2. Por lo general en la etapa inicial de la terapia, el trabajo psicoterapéutico por si sólo no es suficiente para lograr mejorías a largo plazo ya que en muchas situaciones de comunicación la tartamudez domina la escena.
3. Las técnicas para hablar fluidamente tienden a perder efectividad tras el éxito de la etapa inicial, puesto que la identificación con los modelos asumidos del comportamiento y de los pensamientos es muy marcada, sobre todo en tartamudos de larga trayectoria.
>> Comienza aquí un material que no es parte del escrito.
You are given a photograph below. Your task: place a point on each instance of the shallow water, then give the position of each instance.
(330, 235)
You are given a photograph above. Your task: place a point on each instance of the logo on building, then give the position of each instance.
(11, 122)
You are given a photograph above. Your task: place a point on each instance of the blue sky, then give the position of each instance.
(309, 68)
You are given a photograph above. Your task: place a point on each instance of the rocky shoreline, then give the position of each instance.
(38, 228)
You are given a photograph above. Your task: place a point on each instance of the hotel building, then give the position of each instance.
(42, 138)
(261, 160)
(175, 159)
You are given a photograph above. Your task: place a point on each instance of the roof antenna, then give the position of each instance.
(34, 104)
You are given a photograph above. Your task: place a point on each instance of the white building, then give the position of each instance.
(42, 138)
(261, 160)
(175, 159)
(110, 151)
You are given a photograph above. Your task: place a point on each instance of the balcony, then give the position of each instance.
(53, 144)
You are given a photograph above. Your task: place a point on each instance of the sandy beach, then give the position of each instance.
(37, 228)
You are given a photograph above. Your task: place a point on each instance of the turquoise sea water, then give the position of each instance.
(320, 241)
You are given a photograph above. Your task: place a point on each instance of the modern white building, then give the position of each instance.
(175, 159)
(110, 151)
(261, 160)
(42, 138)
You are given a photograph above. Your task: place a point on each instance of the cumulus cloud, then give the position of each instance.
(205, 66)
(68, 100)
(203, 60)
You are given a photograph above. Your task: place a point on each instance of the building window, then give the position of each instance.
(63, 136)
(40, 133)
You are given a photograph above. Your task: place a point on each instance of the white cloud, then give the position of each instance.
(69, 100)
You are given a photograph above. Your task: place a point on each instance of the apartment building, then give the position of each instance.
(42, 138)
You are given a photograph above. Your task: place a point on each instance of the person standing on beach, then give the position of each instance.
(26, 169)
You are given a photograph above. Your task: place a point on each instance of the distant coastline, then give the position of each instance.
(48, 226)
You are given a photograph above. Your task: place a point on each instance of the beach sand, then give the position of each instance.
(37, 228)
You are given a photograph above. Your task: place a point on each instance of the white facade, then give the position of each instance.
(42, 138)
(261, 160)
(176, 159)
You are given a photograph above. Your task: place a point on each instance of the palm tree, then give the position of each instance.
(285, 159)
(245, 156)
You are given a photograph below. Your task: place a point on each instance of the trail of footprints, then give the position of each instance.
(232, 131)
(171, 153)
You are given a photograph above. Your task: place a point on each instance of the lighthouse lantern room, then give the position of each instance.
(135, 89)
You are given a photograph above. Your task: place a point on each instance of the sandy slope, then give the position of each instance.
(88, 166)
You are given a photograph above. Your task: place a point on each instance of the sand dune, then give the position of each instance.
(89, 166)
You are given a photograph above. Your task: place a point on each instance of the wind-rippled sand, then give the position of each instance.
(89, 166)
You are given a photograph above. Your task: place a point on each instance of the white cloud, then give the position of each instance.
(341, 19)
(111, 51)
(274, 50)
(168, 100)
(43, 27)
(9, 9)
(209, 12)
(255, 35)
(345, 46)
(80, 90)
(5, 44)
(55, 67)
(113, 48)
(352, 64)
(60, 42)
4. Las técnicas de relajación como el entrenamiento autógeno, el yoga, la meditación, etc. nos llevan a un estado de bienestar generalizado permitiéndonos por lo general hablar fluidamente. En situaciones de estrés, las técnicas mencionadas no suponen una herramienta eficaz y de acceso inmediato.
5. La sugestión o técnicas basadas en afirmaciones empiezan a ofrecer resultados satisfactorios a largo plazo, y por lo general no ofrecen mucha seguridad en las primeras situaciones de estrés.
6. Al fin y al cabo, para solucionar el problema de la tartamudez se requiere invertir tiempo y energía en un método de trabajo complejo y que involucra a nuestro cuerpo y espíritu.